EĞİTİM HAKKINDA BİR-İKİ SÖZ
- Telegram
Merhabalar değerli okurlar. Çalışma hayatımın büyük bir bölümü eğitim sistemine dahil kurumlarda geçti. Yabancı dil kursu, eski tip dershaneler ve son olarak da ilçemizde faaliyet gösteren özel eğitim ve rehabilitasyon merkezi... Bizim rahmetliler (annem ve babam) başta olmak üzere, sevgili eşim, eşimin kardeşleri, bacanağım, arkadaş grubumuzdan birçok birey, uzun sözün kısası eş-dost-akraba da hep eğitimci olunca ister istemez ben de bir eğitim neferine dönüştüm. İş arkadaşlarım, pedagojik manada bir eğitimci olmamama rağmen hep "hocam" hitabıyla seslendiler bana ve beni fahri eğitimci ilan ettiler gayriresmî olarak. İş bu sebeplerden ötürü ben de acizane (hatta belki de ukalaca) bir iki söz söyleme hakkı görüyorum kendimde.
Dikkat ettiniz mi bilmem, yazımın başlangıcında "eğitim" sistemi dedim. Zira sistem içerisindeki tüm kurumlar öğretimden ziyade bir eğitim faaliyeti içerisindeler. Bu doğal bir süreç. Yaşama dair ilk eğitimi ailesinden alan çocuklar, okullarda öğretmenlerini rol model olarak benimsiyor, hatta yeri geliyor onları ebeveynlerinin günümüz deyimi ile "bir tık" üzerinde konumlandırabiliyorlar. Temel eğitimdeki okulların düzeyi arttıkça sıralama bakımından eğitim, öğretimle yer değiştiriyor elbette. Fakat maalesef öğretimin yani bilgi aktarımının sıkıntılı olduğunu söylemek zorundayım. Bu sıkıntının temelinde eğitimcilerin eğitim eksikliği de yatıyor, öğretim sürecinin zamanlamasının yanlış olması da... "Ağaç yaşken eğilir" atasözüne riayet edilmediğinde bu zamanlama hatası iyice belirginleşiyor. Daha erken yaşlarda yeteneklerine uygun yönlendirme yapılmadığından istisnalara rağmen öğrencilerin çok büyük bir ekseriyeti robot gibi çoktan seçmeli sınavlarla doktor, mühendis vs gibi mesleklere yöneltiliyor.

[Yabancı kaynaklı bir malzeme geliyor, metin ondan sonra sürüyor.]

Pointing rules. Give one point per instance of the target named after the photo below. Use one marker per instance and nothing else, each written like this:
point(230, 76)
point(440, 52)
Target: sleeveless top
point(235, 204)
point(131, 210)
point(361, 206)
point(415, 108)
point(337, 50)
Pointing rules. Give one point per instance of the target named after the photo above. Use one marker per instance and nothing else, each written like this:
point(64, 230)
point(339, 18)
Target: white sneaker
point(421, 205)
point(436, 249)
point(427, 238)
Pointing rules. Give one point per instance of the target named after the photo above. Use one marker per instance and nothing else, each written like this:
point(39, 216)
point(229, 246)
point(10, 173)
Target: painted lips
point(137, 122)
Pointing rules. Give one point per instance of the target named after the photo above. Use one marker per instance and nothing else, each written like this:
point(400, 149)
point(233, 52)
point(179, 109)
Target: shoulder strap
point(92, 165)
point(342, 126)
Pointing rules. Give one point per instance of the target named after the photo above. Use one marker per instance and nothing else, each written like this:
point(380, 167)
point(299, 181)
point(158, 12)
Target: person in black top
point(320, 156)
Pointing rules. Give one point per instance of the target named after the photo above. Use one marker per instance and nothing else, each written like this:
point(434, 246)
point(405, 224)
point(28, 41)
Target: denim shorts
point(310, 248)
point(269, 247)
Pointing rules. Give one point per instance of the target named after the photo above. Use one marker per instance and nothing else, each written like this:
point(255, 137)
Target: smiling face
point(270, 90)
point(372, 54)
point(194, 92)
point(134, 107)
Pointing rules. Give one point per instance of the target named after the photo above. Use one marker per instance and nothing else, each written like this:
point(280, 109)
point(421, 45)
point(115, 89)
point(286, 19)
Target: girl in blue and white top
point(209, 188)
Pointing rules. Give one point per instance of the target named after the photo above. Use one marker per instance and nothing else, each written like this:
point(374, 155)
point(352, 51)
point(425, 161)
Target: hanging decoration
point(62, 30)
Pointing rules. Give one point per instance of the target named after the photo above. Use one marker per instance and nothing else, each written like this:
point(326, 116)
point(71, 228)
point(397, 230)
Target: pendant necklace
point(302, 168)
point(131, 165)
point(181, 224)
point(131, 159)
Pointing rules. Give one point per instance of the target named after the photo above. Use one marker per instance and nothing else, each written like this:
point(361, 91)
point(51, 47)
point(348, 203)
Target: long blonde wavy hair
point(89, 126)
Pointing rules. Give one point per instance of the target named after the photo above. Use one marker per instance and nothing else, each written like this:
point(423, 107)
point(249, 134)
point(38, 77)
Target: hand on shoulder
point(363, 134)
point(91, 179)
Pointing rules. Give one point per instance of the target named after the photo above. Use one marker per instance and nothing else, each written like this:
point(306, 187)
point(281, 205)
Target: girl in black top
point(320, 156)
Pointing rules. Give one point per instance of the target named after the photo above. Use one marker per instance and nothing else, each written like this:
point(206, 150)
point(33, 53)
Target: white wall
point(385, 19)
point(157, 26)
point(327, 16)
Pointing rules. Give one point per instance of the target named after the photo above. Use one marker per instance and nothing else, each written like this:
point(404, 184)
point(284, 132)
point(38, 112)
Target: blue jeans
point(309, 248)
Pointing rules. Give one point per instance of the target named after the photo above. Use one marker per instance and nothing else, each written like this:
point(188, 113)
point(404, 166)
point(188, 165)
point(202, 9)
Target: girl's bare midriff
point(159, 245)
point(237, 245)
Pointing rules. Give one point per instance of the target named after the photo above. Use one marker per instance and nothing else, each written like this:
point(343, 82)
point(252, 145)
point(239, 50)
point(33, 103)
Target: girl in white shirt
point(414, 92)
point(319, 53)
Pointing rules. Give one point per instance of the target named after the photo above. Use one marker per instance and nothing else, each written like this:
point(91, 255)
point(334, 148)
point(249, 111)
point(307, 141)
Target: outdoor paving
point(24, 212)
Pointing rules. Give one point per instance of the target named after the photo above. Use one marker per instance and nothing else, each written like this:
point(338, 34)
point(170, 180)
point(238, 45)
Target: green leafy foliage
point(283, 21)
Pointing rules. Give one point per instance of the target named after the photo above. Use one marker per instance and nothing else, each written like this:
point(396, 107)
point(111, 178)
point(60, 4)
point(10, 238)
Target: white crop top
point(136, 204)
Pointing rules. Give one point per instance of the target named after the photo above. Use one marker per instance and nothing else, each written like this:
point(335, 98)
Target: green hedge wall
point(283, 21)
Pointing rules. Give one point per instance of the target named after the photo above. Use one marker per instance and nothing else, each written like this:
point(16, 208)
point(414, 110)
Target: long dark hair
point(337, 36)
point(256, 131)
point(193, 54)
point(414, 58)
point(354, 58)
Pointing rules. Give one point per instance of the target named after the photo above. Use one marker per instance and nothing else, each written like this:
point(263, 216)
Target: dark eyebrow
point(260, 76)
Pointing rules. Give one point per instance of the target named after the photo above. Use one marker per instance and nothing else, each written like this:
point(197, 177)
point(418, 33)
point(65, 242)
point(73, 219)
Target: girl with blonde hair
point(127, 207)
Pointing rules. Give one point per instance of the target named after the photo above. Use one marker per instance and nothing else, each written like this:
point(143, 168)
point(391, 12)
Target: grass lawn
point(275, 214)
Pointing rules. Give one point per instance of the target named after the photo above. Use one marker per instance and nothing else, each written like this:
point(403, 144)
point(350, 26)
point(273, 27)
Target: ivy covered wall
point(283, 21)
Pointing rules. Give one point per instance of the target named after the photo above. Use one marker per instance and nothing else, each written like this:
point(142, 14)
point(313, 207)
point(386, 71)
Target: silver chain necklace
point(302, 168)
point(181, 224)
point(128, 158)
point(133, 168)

Sonuç; "Sen ağa ben ağa, bu koyunları kim sağa?!" Çok bilindik bir beyaz eşya markasının Bolu'daki bir fabrikasında çalıştığım dönemde şahit olduğum gibi durumlarla yüz yüze geliyoruz: Hiç alakası olmadığı halde tornavida tutmayı bilmeden mühendis olmuş "sayısalcılar", hasbelkader "sanat okuluna" girmiş ancak sistemin hatası nedeni ile asla mühendis olamayacak meslek liseliler... Aslında o da sanat değil zanaat okulu ya neyse... Birkaç yıl önce neredeyse Cumhuriyetimiz ile yaşıt bir holdingin başlattığı ancak maalesef hedefe ulaşamadığını üzüntü ile gördüğümüz "Meslek lisesi, memleket meselesi" sloganının hakkının verileceği günlerin özlemindeyim bir meslek liseli olarak.
Ama maalesef "bağzı" ülkelerde "bağzı" şeylerden tasarruf olmaz ama eğitim sisteminden öyle de bir olur ki!!!
29 Ekim'de gazetemizin ilk basılı nüshası çıkacak. Bundan dolayı bir sonraki yazım gelecek hafta değil, bizler için çok özel bir tarih olan 29 Ekim tarihinde olacak. Göynük'ün tarihine de bir not düşeceğimiz bu ilk sayımızı arşivlik olarak temin etmenizi öneririm.
Bu vesileyle hepinize sevgi ve selamlarımı sunuyorum değerli okurlar.